Overhead view of the lab map showing waypoints and measured robot positions
Figure 1: Overhead map view. Circles are 8 in success radii; markers are measured robot positions at each waypoint.
Video 1: Full autonomous navigation run through all 8 waypoints.
WPTarget (ft)Measured Position (ft)XY Error (in)
1(−2, −1)(−1.51, −1.04)5.9
2(1, −1)(1.47, −1.09)5.7
3(2, −3)(2.63, −3.02)7.6
4(5, −3)(5.32, −2.42)8.0
5(5, 3)(4.56, 3.49)8.0
6(0, 3)(−0.46, 2.55)7.7
7(0, 0)(0.24, −0.62)8.0

Discussion

The timed drive approach worked well for this run because the floor conditions were consistent and the battery was fresh. The 5.9 in ToF threshold was mainly there as a safety check for cases where the robot drifted farther than expected. The later waypoints were close to the 8 in boundary, especially WP 7, so a larger drift event would likely have triggered the localization fallback.

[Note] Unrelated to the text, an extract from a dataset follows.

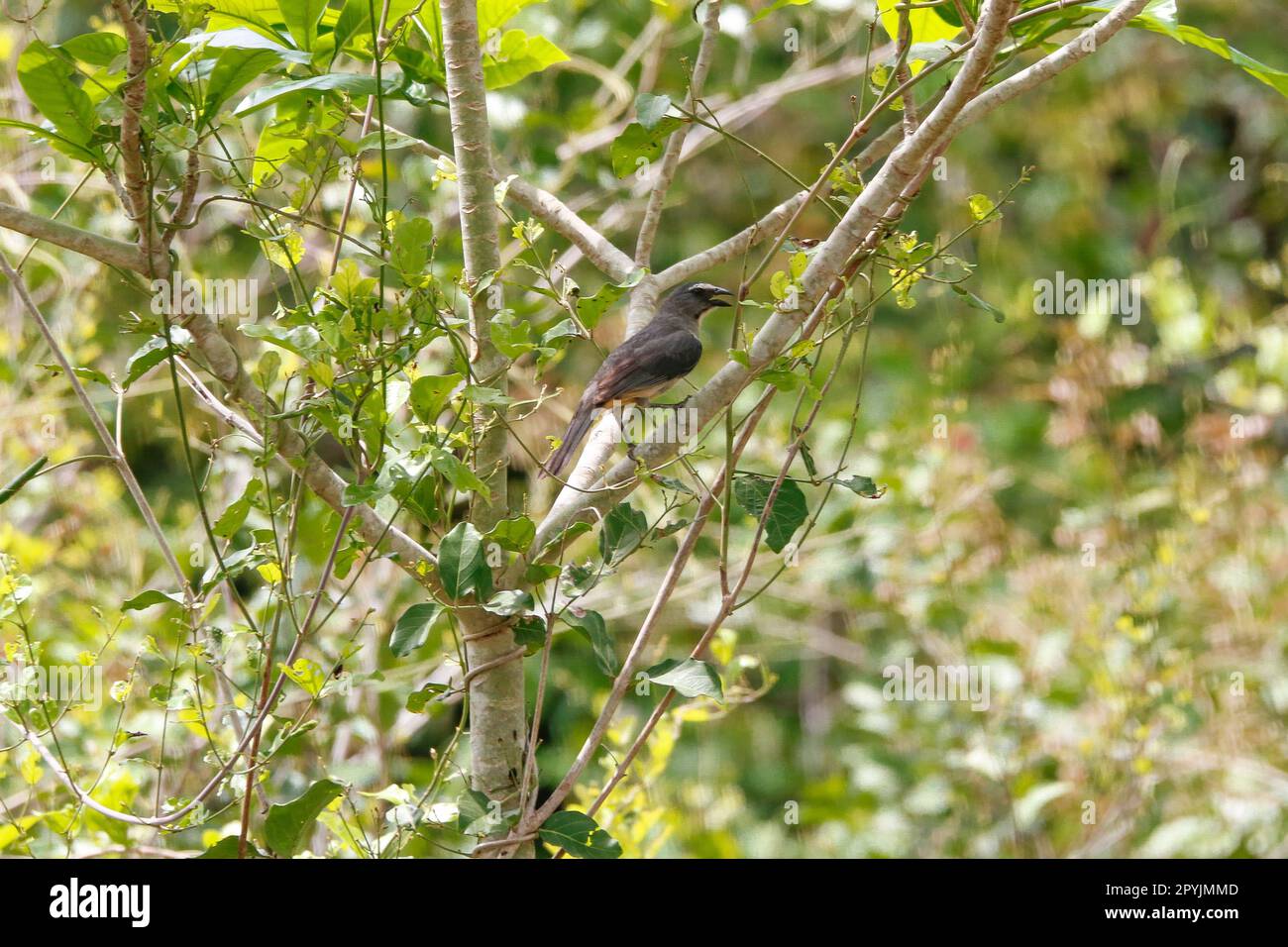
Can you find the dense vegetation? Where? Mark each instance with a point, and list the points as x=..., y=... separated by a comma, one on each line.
x=1087, y=505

Using absolute world-frame headings kept the turn commands from stacking relative-angle error from leg to leg. The main source of error was not the turn PID itself, but gyro integration drift during the straight drive segments. By the final legs, the heading estimate had shifted by about +12°. The localization fallback was designed to correct that kind of drift by resetting the heading from a scan, but the robot stayed close enough to the path that the fallback was not needed in the final run.